Buckeye Amps musicality? Not measurements, musicality....


Hey Everyone.... question, I am contemplating the Buckeye Amps 9040 Purifi monoblocks. I am, at the same time, considering the Musical Fidelity M6x 250.5 (5 channel) all of this in an effort to run my LCR up front. (Arendal 1723 THX Monitors)  - everything I read from Dylan at Buckeye and hear from his interviews in YouTube videos all surrounds measurements. Let's assume that every amp, in particular these two options, measure incredibly well. I get that.

But I also get that amp measurements are only a piece of how an amp ACTUALLY SOUNDS in the real world with my room and my speakers.  Which is why its a red flag that Buckeye hides behind measurements as the end-all-be-all of buying an amplifier. If measurements were the absolute end of the discussion, there wouldn't have been a Class A or A/B amp sold in the last 5 years. I get that the Purifi stuff measures well, incredibly well, but to never say anything in public forums or in public interviews about how your amps actually sound or how musical they are compounds and continues the notion that while Class D measures insanely well, they sound cold, brittle, analytical, bright, shout'y and too forward. Class D or no Class D, it boils down to the amp designers' actual implementation of the technology in how it sounds, e.g. the input stage, the output stage, the signal path, etc.

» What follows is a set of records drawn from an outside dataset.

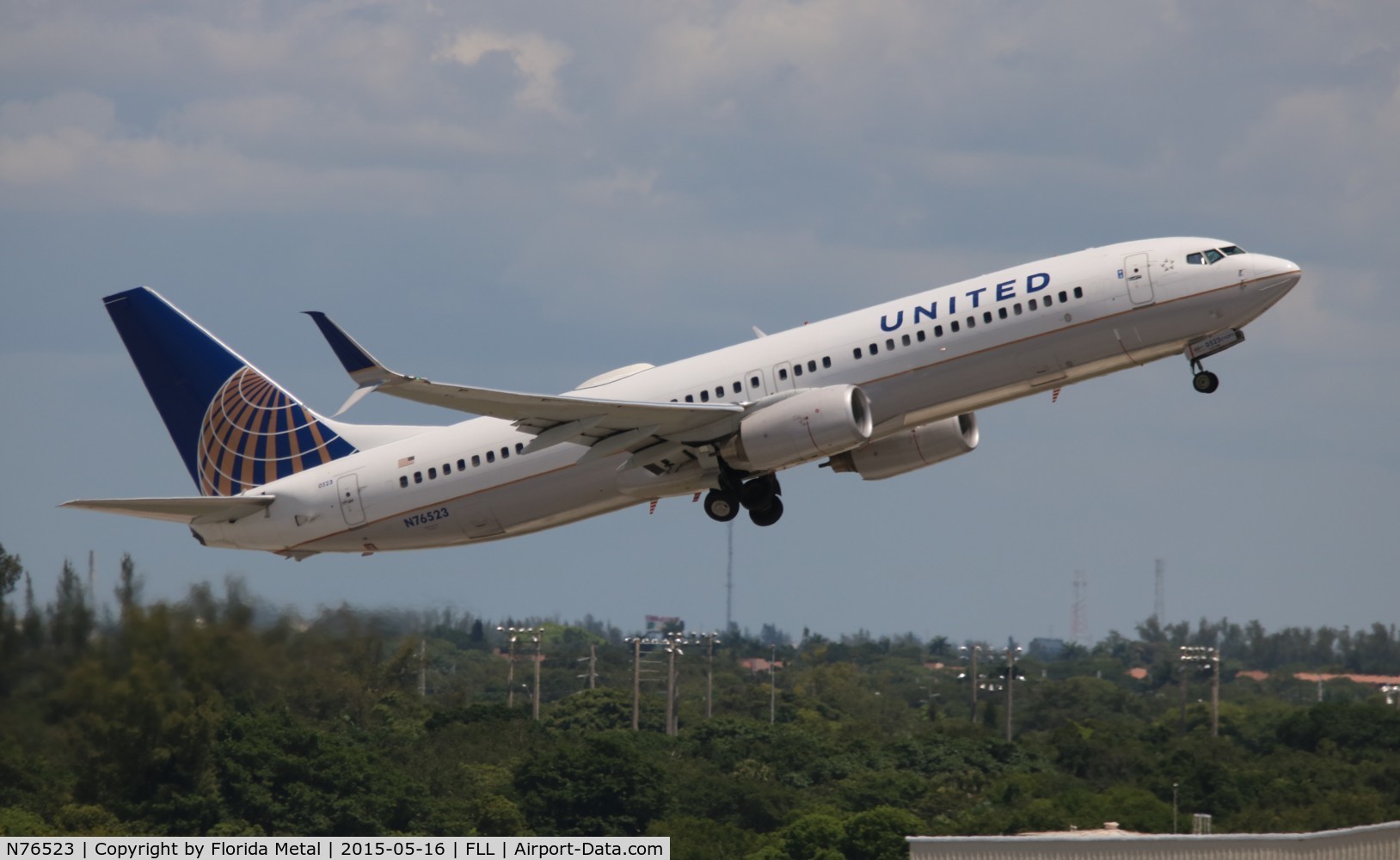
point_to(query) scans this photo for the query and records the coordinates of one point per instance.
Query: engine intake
(813, 423)
(911, 450)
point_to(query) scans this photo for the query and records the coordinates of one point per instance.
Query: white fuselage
(1018, 331)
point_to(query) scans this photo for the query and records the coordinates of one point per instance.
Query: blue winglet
(350, 353)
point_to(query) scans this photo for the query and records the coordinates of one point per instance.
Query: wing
(606, 426)
(180, 509)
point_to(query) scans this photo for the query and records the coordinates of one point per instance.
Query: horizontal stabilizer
(180, 509)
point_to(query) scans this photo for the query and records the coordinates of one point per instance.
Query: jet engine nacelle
(911, 450)
(813, 423)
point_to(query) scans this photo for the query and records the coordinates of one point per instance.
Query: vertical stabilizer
(234, 426)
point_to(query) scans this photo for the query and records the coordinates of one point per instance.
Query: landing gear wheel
(767, 516)
(721, 506)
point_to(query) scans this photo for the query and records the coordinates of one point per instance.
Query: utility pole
(636, 679)
(972, 673)
(1207, 659)
(539, 639)
(537, 633)
(710, 639)
(672, 648)
(773, 685)
(728, 586)
(423, 667)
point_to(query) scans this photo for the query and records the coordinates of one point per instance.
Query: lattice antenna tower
(1080, 611)
(728, 587)
(1159, 601)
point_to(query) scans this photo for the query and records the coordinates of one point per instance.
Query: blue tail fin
(236, 427)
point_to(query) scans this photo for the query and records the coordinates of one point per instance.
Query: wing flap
(604, 418)
(180, 509)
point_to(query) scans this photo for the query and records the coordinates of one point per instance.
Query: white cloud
(535, 58)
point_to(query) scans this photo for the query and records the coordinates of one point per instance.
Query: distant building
(1046, 648)
(1375, 842)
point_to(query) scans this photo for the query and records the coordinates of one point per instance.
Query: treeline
(222, 716)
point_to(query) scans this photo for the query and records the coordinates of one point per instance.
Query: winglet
(363, 367)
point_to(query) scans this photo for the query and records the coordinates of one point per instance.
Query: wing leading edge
(606, 426)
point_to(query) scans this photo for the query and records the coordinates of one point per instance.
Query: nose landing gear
(1204, 381)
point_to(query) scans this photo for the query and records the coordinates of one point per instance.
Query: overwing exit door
(1139, 278)
(350, 509)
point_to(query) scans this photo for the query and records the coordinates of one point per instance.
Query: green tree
(602, 786)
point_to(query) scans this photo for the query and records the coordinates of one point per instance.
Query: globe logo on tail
(255, 433)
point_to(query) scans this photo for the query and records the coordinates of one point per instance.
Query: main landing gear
(1204, 381)
(759, 496)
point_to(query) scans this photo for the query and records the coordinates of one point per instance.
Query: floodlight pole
(539, 636)
(773, 685)
(1011, 679)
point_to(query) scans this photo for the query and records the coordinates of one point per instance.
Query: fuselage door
(753, 384)
(350, 509)
(783, 377)
(1139, 278)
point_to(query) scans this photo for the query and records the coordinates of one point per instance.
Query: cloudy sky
(525, 195)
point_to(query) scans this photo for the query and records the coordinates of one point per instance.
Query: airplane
(876, 392)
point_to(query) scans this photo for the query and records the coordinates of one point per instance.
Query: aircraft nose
(1266, 265)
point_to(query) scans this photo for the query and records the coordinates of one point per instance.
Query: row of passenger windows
(461, 464)
(755, 383)
(1212, 255)
(972, 321)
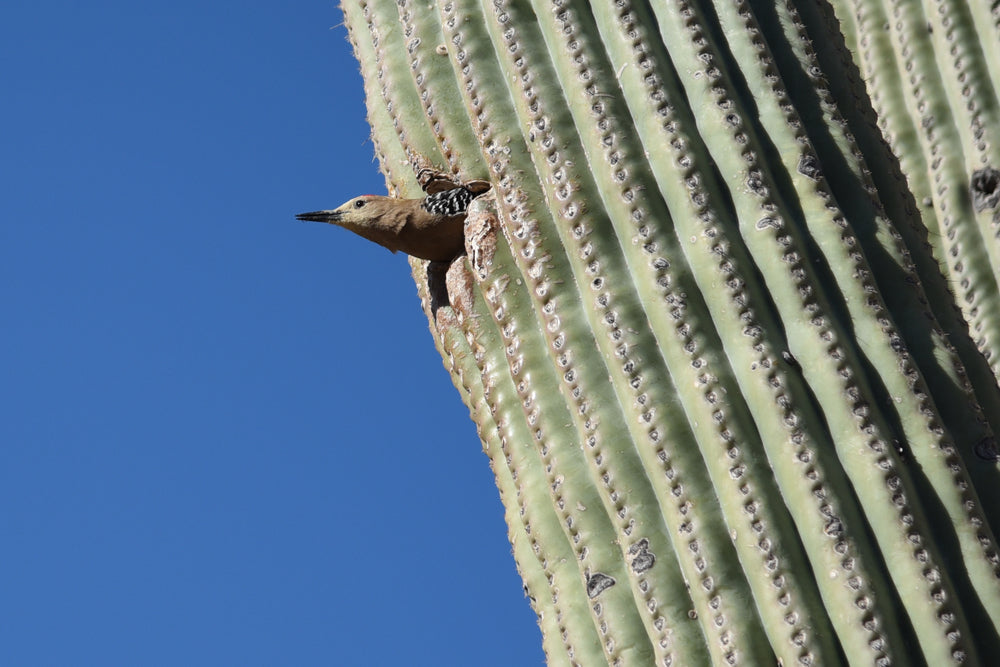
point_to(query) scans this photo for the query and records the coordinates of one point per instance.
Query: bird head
(355, 211)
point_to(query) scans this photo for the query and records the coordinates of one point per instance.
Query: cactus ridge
(733, 411)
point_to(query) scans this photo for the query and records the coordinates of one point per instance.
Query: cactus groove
(728, 322)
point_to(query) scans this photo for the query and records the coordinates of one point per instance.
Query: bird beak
(320, 216)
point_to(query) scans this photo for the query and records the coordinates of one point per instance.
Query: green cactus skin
(734, 412)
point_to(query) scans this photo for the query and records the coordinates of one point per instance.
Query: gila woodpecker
(429, 228)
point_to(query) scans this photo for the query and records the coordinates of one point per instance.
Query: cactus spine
(735, 413)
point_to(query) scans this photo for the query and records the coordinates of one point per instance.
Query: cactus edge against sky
(727, 324)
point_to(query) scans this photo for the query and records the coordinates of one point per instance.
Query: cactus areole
(727, 320)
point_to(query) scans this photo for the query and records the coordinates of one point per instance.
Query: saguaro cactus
(728, 324)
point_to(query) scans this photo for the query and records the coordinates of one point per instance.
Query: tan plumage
(408, 225)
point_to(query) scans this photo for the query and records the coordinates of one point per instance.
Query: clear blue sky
(226, 437)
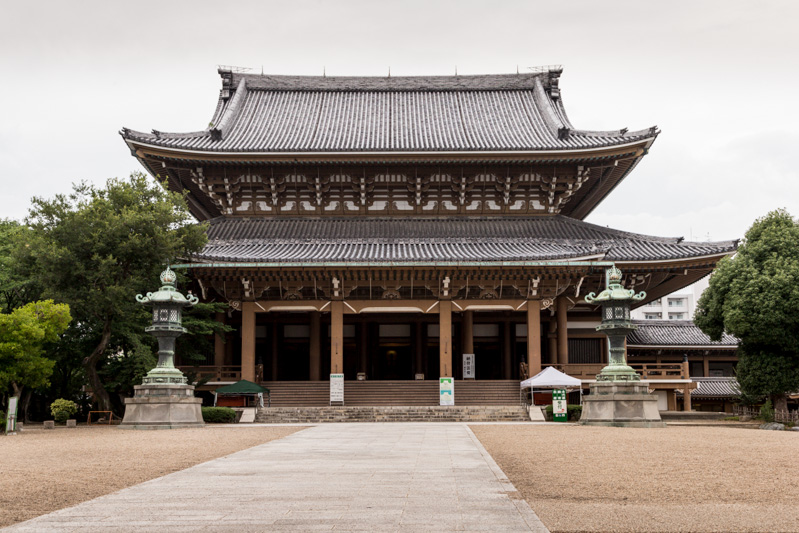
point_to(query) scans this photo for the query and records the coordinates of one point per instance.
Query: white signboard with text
(446, 391)
(336, 389)
(11, 417)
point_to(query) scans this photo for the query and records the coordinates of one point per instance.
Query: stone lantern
(618, 398)
(164, 400)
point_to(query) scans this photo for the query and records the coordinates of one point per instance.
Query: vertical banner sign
(468, 366)
(446, 391)
(559, 405)
(11, 417)
(336, 389)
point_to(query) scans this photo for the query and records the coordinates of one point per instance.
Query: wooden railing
(784, 417)
(652, 371)
(214, 373)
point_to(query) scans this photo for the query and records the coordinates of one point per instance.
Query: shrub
(767, 411)
(218, 415)
(62, 409)
(573, 412)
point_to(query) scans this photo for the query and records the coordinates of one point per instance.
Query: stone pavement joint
(333, 477)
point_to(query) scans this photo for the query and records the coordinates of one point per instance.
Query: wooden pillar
(686, 392)
(337, 337)
(219, 343)
(275, 348)
(418, 349)
(363, 349)
(315, 359)
(553, 341)
(563, 331)
(507, 353)
(248, 341)
(534, 336)
(468, 332)
(445, 339)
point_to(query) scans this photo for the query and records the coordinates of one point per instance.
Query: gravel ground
(681, 478)
(42, 471)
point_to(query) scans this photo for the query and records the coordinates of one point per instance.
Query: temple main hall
(399, 230)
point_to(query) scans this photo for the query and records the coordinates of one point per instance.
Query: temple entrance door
(488, 358)
(393, 360)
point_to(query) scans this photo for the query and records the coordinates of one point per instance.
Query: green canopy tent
(244, 389)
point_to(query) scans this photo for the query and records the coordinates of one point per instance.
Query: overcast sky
(719, 78)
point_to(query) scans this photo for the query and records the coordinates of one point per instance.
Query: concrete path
(333, 477)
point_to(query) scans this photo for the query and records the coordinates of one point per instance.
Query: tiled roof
(279, 114)
(715, 388)
(673, 333)
(454, 239)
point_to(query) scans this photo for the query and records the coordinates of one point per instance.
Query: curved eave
(635, 149)
(729, 347)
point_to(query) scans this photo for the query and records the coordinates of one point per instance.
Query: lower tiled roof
(453, 239)
(715, 388)
(674, 333)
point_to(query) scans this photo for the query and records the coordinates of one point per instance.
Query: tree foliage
(755, 296)
(95, 249)
(23, 335)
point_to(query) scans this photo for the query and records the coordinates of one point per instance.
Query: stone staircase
(456, 413)
(393, 393)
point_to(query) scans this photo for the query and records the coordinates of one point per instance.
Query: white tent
(551, 378)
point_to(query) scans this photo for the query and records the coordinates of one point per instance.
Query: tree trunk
(25, 402)
(101, 396)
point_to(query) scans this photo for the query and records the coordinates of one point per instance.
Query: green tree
(96, 248)
(23, 335)
(755, 296)
(14, 289)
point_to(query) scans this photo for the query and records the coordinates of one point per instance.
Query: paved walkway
(339, 477)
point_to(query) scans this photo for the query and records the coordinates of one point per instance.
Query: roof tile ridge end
(219, 131)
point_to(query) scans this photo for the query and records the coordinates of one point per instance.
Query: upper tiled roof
(674, 333)
(454, 239)
(285, 114)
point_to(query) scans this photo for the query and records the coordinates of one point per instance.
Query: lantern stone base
(162, 406)
(620, 404)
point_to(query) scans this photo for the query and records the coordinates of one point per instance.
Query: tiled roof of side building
(715, 388)
(457, 239)
(674, 333)
(287, 114)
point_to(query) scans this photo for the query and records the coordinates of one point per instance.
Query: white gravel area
(681, 478)
(45, 470)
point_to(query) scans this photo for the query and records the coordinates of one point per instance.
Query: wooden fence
(783, 417)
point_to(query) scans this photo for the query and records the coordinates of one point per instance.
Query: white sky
(720, 78)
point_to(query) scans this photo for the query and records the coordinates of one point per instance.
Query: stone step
(278, 415)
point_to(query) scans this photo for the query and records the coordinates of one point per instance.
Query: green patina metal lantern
(616, 324)
(168, 304)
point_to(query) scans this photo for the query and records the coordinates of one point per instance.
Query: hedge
(219, 415)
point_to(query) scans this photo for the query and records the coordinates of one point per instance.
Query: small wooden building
(709, 364)
(383, 227)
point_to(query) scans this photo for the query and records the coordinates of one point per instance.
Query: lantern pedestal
(620, 404)
(163, 406)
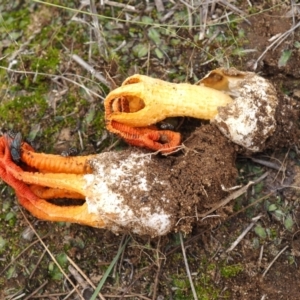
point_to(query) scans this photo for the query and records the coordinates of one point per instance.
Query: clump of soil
(153, 195)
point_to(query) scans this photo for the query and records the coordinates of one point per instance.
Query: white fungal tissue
(120, 193)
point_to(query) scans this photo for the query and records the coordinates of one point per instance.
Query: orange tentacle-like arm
(55, 163)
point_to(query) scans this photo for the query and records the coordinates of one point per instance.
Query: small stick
(260, 255)
(187, 267)
(34, 292)
(242, 235)
(28, 247)
(272, 262)
(266, 163)
(39, 261)
(90, 69)
(51, 255)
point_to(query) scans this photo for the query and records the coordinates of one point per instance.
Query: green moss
(231, 270)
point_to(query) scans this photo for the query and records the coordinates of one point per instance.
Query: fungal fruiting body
(241, 104)
(133, 109)
(250, 119)
(115, 187)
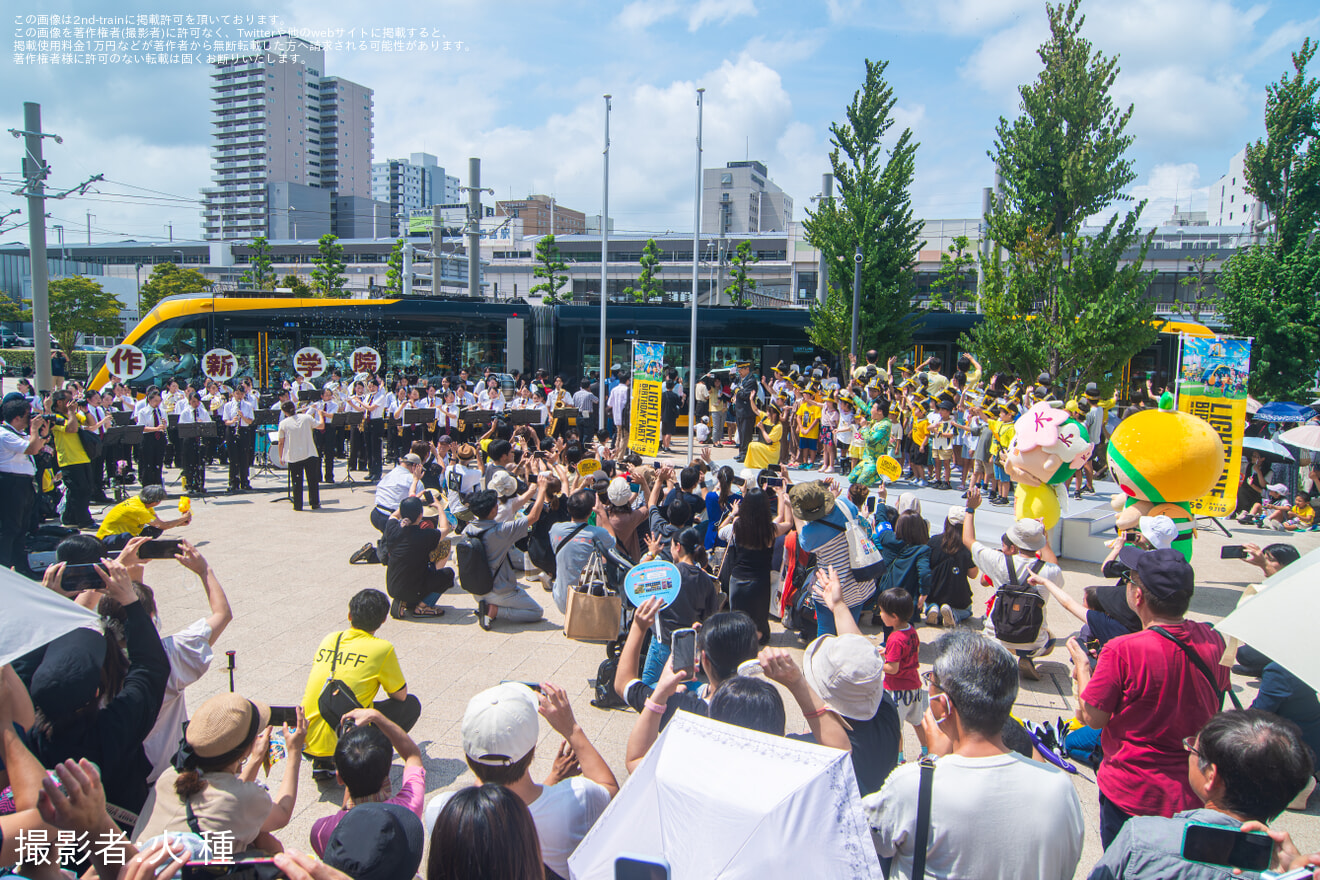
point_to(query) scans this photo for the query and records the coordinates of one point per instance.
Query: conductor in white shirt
(298, 453)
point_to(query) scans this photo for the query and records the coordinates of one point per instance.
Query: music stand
(523, 416)
(419, 416)
(350, 420)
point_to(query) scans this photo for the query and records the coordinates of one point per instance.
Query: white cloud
(1166, 188)
(718, 12)
(640, 15)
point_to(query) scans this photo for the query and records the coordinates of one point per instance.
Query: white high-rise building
(411, 185)
(1230, 203)
(288, 141)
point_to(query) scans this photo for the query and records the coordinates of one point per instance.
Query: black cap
(69, 676)
(1164, 574)
(376, 842)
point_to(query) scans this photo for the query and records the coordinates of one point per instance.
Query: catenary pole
(696, 279)
(605, 264)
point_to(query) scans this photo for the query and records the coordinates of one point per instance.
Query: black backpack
(1018, 611)
(474, 567)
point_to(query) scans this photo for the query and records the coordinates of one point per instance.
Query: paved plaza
(289, 581)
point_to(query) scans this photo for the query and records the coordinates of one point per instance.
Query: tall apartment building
(1230, 203)
(741, 199)
(411, 185)
(543, 215)
(289, 144)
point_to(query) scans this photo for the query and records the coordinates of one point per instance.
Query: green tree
(166, 280)
(297, 285)
(395, 268)
(78, 305)
(832, 323)
(328, 273)
(260, 275)
(1269, 292)
(648, 285)
(873, 209)
(952, 277)
(741, 285)
(551, 267)
(1059, 301)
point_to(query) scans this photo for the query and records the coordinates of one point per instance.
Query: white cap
(500, 724)
(1160, 531)
(503, 484)
(619, 491)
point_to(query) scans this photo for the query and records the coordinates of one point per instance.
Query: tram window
(338, 350)
(173, 351)
(733, 355)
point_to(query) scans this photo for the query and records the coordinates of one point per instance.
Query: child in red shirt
(900, 661)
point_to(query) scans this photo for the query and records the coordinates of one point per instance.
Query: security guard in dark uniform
(743, 413)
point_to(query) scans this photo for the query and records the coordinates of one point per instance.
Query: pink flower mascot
(1048, 446)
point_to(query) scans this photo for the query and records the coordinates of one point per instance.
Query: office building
(741, 199)
(541, 215)
(279, 120)
(411, 185)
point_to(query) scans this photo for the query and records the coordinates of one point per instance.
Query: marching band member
(326, 436)
(194, 466)
(239, 414)
(151, 453)
(375, 404)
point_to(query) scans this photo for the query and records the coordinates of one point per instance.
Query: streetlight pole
(696, 280)
(857, 296)
(605, 255)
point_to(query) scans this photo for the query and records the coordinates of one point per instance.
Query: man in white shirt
(190, 447)
(17, 491)
(981, 790)
(238, 414)
(298, 453)
(1024, 552)
(397, 484)
(499, 734)
(618, 404)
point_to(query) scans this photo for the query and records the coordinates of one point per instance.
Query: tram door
(265, 356)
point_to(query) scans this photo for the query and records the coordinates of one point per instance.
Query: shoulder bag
(1200, 664)
(592, 608)
(337, 698)
(922, 839)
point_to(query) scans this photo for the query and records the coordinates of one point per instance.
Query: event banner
(1212, 384)
(644, 413)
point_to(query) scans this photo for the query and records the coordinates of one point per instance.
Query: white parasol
(1278, 619)
(34, 616)
(721, 801)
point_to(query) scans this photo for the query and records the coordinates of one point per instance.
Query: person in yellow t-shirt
(1303, 516)
(136, 516)
(366, 664)
(1001, 432)
(919, 449)
(808, 429)
(74, 462)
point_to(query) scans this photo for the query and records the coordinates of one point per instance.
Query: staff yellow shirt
(126, 517)
(366, 664)
(67, 446)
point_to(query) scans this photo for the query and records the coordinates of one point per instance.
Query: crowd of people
(99, 742)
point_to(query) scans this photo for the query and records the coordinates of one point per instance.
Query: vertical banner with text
(1212, 384)
(644, 408)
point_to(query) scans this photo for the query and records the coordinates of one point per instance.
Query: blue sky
(526, 96)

So what I'm looking for I suppose is owners of exceptional Class A/B amps (like Musical Fidelity, Parasound, Rotel et al) who have made that leap of faith to the Purifi Buckeye either 7040 or 9040 modules and how your experience has been.....  ??  Thanks immensely! 

audiotruth

Showing 1 response by kerrybh

I haven't owned this amp, doesn't seem anyone else commenting has either so not sure how helpful any of this will be. This is pretty obvious but you won't know until you hear the amps in your system. If you like your speakers, and you have good source components, one would think "neutral and transparent" is not a bad thing. If you are hoping your amp will color the sound to compensate for something that's missing, maybe something different is better. If the amp is truly neutral, it won't produce an unpleasant, sterile sound unless that's how the rest of your system is tuned.

The unresolvable issue is that we all hear differently. I might find these "neutral and transparent" amps to be dry and sterile, while to you, they may be very natural sounding because they faithfully reproduce the source. When i first got back in this hobby I would read reviews or hear people I respected describe how gear sounded and sometimes I'd think, "it doesn't sound that way to me, I must be doing something wrong." Because I'm not very smart, it took me a while to figure out I wasn't hearing "wrong" - we all hear differently and what is pleasing-or not-is very subjective. Some prefer strawberry, some chocolate. Some people like Boulder, some people like McIntosh.

Good luck, I hope that whatever you choose brings you joy.